Thursday, April 12, 2012

Fixing the Debt

Fixing the debt without bleeding government services till they shrivel into nothingness. It can definitely be done, according to this article in Rolling Stone. The writer is Julien Brooks and his take-off point a new book by Simon Johnson and James Kwak, White House Burning: The Founding Fathers, Our National Debt, and Why it Matters to You.

This book, according to the analysis, shoots to hell the standard argument from the Right that out-of-control government spending is responsible for the deficit, and the way to attack it is to slash social programs that benefit the poor and middle class: Medicare and Social Security.

Not at all so: "Out-of-control government is not the cause of the debt (unless you count out-of-control Pentagon spending on two wars); we do not need to act on deficits immediately, although the long-term debt is a genuine problem that needs to be addressed; and the way to get our fiscal house in order is not to slash spending on programs that benefit poor and middle-class Americans. . . . White House Burning, . . . doesn't soft-pedal the dangers of running up big deficits indefinitely, but it makes a powerful case that we can get the debt under control in a way that strengthens, rather than rolls back, essential government programs like Social Security and Medicare."

Okay. How? Here's what Simon Johnson, former chief economist for the IMF and one of book's authors says:
Don’t extend the Bush tax cuts that expire at the end of this year. Increase the payroll tax to help fund Social Security. If you do that, you can achieve up to half of the fiscal adjustment that’s needed by 2030. Now, you may not want to do it all in one go because of where the economy is in terms of recovery, but the president should come back to Congress early in 2013 with a proposed temporary payroll tax cut, and link that to employment; if the economy recovers, payroll tax would go up, but only if the economy recovers.
In addition, you would reduce or eliminate certain tax expenditures – lower the mortgage interest deduction tax; phase out the employer health plan exclusion, a tax credit for businesses for providing health insurance (this makes us unpopular with the left, because unions like this break, but you can do that in a way that protects relatively poor people).
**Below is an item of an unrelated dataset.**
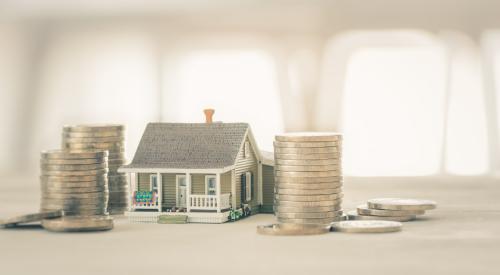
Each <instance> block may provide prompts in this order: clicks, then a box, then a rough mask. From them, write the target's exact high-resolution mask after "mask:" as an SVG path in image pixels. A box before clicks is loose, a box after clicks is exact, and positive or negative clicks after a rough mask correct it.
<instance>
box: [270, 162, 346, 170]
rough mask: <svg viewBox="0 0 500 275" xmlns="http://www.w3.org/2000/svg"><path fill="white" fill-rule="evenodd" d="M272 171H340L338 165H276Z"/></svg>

Put a higher premium on Medicare Part B and increase the Medicare payroll tax. Increase the maximum capital gains and dividends tax rate; introduce a carbon tax, but rebate half of the proceeds. Charge “too-big-to-fail” banking institutions for anticipated rescue costs. Eliminate some of the tax expenditures that businesses get. Reduce spending on Fannie Mae and Freddie Mac, and on farm subsidies. . . .
The program in the book is not a massive government expansion. The argument is, let’s defend social insurance programs, and let’s keep the good role of the government roughly speaking as it is, and put its funding on a more sustainable basis. We can absolutely afford it.
Makes all kinds of sense to me . . . and there's no mention of slashing the obscene Pentagon budget, which would help a great deal more. But jack rabbit in the talons of a hawk has more of chance at life than these proposals do with the Republican party.